Alerting is one of the components of DevOps that allows stakeholders to easily observe important system events. Alerting is indispensable for modern DevOps teams due to the needs of continuous deployment of multiple applications composed of microservices. Alerting helps with reliability by informing us about the system at important states. That way we have confidence by having insight into the exact state of the system, and knowing when there are any issues that might be occurring, or could be imminent. Alerting systems can be configured to notify at the occurrence of specific system events (e.g. service down), or when thresholds of certain metrics are reached (e.g. 80% memory consumed). And notifications of such events can be connected various channels such as email, Instant Message, or even Text message on phones.
In this blog we will be exploring Stakater Chowkidar, an open-source Kubernetes controller which can be used for some specific alerting needs.
Chowkidar is an Urdu word for watchman, and generically Stakater Chowkidar is implemented to have configuration for certain actions to be performed on certain events in the kubernetes cluster. One of the current event-actions that Chowkidar supports and that we are going to discuss today is the notification on slack at the creation of a Pod without a resource request and limit defined.
Let us first take a look at what resource limit and requests are for containers and pods.
Container Resource limits
By default a container has no resource limits and can use as much of a resource as the host allows. The container can however be configured to set a limit to how much memory or CPU a container can use.
It is good practice to keep a limit on how much host memory a running container can consume. On linux, when there is a shortage of memory to perform important system functions the kernel kills processes to free up memory. Any process can be killed for this purpose, including Docker. Docker does try to adjust the priority of the docker daemon with respect to the out of memory exception however it does not do the same for containers. An individual container may therefore likely be killed in such an event.

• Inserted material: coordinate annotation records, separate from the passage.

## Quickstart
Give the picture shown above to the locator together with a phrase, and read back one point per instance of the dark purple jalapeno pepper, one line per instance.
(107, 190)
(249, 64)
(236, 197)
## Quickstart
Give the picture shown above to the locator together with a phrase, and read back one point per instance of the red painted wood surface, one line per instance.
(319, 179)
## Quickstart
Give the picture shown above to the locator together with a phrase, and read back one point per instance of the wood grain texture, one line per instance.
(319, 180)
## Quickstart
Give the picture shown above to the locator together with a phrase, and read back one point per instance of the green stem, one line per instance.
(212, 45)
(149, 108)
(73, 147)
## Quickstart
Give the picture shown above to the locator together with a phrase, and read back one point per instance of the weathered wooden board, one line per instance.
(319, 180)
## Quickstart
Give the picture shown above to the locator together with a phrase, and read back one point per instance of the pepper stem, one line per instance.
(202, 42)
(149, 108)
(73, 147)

In docker we can force limits on the memory consumption of containers. A hard limit can be set to disallow the container to use no more than a given amount of memory. A soft limit allows the container to use as much memory as needed as long as the system does not have other memory consumption requirements. The following options can be used with the docker run command to enforce these memory limits:
--memory This is the maximum memory the container can use, i.e. the hard limit
--memory-reservation This is the memory limit imposed on the container when docker detects low memory on the host machine, i.e. the soft limit
A container by default has unlimited access to the host’s CPU. You can set various constraints to limit a given container’s access to the host machine’s CPU. Some of the docker run flags for configuring the amount of CPU resources the container has are as follows:
--cpus This is the limit of the number of CPUs the container is allowed to use, i.e. a hard limit
--cpu-shares This is the container’s weight for CPU access and is considered only when CPU cycles are constrained. So in a way this is a soft limit.

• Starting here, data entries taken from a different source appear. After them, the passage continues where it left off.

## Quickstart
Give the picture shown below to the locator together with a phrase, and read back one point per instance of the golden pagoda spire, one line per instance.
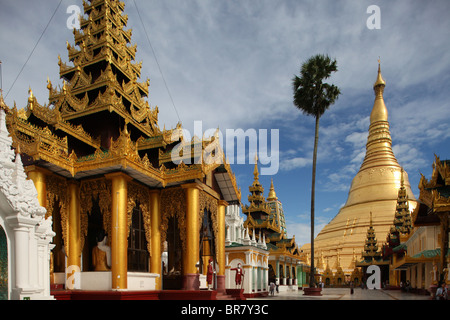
(272, 195)
(255, 171)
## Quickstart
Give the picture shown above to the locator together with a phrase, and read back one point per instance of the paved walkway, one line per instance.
(344, 294)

Container resources in Kubernetes
The docker configuration options that we reviewed above can be specified in Kubernetes on the containers in pods. Each Container of a Pod can specify one or more of the following configuration:
When the kubelet starts a Container of a Pod, it passes the CPU and memory limits to the container runtime. In the case of docker these configuration map directly or indirectly as follows:
spec.containers.resources.requests.cpu → --cpu-shares
spec.containers.resources.limits.memory → --memory
Specifying requests and limits for memory/cpu in the container deployments is a good practice since otherwise there is a possibility of having a container eat up too many resources with not enough left for more important containers/processes, or in extreme cases getting important containers/processes killed off by the OS to relieve stress on the constrained resources. We would like to implement this best practice in all our deployments, and in case any container without this best practice is deployed, we would like to have this container be brought to our notice.
Chowkidar will watch all the Pods being deployed, and if there is any without a resource request/limit specified, we will configure to be notified via slack.

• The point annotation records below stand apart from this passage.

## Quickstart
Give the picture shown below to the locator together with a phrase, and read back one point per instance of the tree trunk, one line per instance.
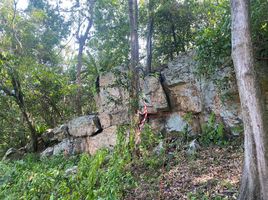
(149, 39)
(31, 127)
(254, 183)
(19, 97)
(134, 45)
(78, 78)
(82, 39)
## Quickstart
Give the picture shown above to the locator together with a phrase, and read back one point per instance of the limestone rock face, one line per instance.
(13, 154)
(107, 139)
(188, 93)
(177, 100)
(182, 86)
(155, 96)
(112, 99)
(84, 126)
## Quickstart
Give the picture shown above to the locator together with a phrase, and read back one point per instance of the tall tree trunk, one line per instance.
(134, 45)
(31, 127)
(19, 98)
(150, 28)
(81, 39)
(254, 183)
(78, 78)
(175, 43)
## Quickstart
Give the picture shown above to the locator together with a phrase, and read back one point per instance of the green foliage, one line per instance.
(102, 176)
(213, 34)
(213, 132)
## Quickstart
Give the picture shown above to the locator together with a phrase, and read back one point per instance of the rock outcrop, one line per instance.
(177, 99)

Chowkidar allows you to have multiple controllers that will continuously watch types in all the namespaces and automatically perform any actions given in the yaml file. With this, you can easily check for any criteria on your Pods/other types and take corresponding actions.
We will specify the following configuration on Chowkidar:
type: The type of Resource you want to monitor, i.e. Pods
watchcriterion: The criterion for which you want to take actions for the controller i.e. resourceExists. resourceExists will make sure Pods should have Resources and if not found, it will take action.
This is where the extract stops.